Гектор не успел ответить: телефон зазвонил — негромким, приятным жужжанием.
— Не снимайте, — поспешно сказал Милов. Гектор кивнул. Телефон прожужжал несколько раз и умолк.
— Кому-то нужен Рикс, — сказал Милов. Телефон проснулся снова. Прожужжал восемь раз.
— Вероятно, Рикс должен вскоре явиться, — сказал Гектор. — Это было бы некстати.
— А может быть, он сам разыскивает жену?
— Если так, то теперь он знает, что ее нет дома.
— Кстати: что вы успели услышать по радио?
— Сообщили, что связь со страной прервана и граница закрыта. Больше никто ничего не знает: ни Рейтер, ни ваш ТАСС, ни, естественно, Ю-Пи-Ай — поскольку я сижу здесь и молчу. Значит, ни у кого нет связи, не только я один страдаю.

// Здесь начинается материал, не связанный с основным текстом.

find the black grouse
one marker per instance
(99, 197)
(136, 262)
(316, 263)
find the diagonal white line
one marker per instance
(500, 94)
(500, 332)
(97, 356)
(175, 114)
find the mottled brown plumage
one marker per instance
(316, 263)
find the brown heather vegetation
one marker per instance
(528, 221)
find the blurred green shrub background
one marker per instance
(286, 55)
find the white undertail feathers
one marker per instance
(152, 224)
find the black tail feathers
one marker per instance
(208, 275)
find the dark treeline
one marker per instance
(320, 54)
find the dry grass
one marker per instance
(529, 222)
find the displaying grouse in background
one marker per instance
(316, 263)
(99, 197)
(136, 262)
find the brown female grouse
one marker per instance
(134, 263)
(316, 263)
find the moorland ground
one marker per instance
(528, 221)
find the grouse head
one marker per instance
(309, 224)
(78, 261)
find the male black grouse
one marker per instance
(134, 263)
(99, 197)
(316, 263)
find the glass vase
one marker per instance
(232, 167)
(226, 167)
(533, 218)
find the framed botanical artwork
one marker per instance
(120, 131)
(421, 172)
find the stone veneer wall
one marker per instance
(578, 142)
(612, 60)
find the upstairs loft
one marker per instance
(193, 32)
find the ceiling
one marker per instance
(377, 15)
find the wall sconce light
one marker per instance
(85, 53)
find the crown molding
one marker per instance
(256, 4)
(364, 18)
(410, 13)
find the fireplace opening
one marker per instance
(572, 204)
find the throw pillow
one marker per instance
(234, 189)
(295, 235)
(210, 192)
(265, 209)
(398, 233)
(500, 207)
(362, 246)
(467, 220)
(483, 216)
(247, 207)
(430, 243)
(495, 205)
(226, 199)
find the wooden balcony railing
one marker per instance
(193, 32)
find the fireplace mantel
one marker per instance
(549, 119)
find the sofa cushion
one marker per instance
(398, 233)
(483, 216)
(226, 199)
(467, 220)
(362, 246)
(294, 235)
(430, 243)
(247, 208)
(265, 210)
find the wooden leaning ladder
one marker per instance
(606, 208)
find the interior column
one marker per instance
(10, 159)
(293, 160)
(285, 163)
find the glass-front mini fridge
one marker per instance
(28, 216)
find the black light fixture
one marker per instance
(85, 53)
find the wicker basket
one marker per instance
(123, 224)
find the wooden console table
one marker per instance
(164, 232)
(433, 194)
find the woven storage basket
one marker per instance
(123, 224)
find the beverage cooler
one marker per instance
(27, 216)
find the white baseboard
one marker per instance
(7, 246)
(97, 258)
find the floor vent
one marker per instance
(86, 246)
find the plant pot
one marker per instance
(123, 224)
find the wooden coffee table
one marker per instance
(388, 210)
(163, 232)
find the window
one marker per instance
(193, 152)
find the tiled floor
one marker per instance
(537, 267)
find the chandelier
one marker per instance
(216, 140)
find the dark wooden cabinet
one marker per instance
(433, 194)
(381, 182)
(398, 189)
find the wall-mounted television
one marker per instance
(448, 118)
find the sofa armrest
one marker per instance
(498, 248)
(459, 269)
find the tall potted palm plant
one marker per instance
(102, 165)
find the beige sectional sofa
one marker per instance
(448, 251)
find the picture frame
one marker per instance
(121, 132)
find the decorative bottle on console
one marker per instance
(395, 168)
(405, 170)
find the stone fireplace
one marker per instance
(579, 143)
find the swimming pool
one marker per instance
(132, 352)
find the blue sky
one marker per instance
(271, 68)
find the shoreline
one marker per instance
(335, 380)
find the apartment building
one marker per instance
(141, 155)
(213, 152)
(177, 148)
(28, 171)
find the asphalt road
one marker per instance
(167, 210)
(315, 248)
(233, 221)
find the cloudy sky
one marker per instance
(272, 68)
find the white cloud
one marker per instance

— Попробуйте позвонить еще. Может быть, в префектуру?
— Мысль не банальна. Спрошу хотя бы, какие возможности связи будут предоставлены иностранным корреспондентам.
— Постойте… Если префектура работает, там в два счета установят, откуда вы звоните.
— От Рикса, не откуда-нибудь!
— Не годится. Если вы рядом с Риксом, то он знает больше, чем сам префект — вам не понадобилось бы звонить.
— Верно. Значит, у нас остаются две возможности выйти на связь: через армию или Научный центр. Надо спешить, Милов, не то во мне крепнет ощущение не просто дармоеда, но плохого журналиста, а я всю жизнь считал себя хорошим… Что там, на улице?
Милов подошел к окну, отодвинул штору.
— Работают вовсю.
— То есть, жгут?
— В лучших традициях.
— Жутковато становится, честное слово… Не знаю, как вас, Дан, а меня успокаивает лишь то, что у нас это было бы невозможно.
— Не знаю, Гектор, не знаю. Конечно, у вас великие демократические и гуманные традиции и все такое прочее, однако люди везде боятся за свою жизнь, людям всюду надоела расправа с миром, в котором мы живем, и людям повсеместно осточертело, что правительства много говорят, еще больше обещают, но слишком мало делают для того, чтобы цивилизация перестала быть смертоносной. И вот под знаменем борьбы с этими уродствами людей можно повести в конечном итоге на что угодно.
— Но не на то, чтобы жечь книги и ломать машины. И тем более — убивать людей или хотя бы ограничивать их основные права.
— Вы всегда оставались наивными людьми, Гектор, беда вашей истории не в том, что она коротка, а в том, что в ней не было такого количества пакостей, как у нас в Европе — ив России в том числе… Хотя по сути наша история — она и ваша, но вы этого как-то не осознаете, вам все кажется, что она началась в тысяча четыреста девяносто втором году… Разве у вас дома, Гектор, нет мальчиков, которые носят на рукаве свастику или хотя бы малюют ее на заборах? У нас, например, они есть.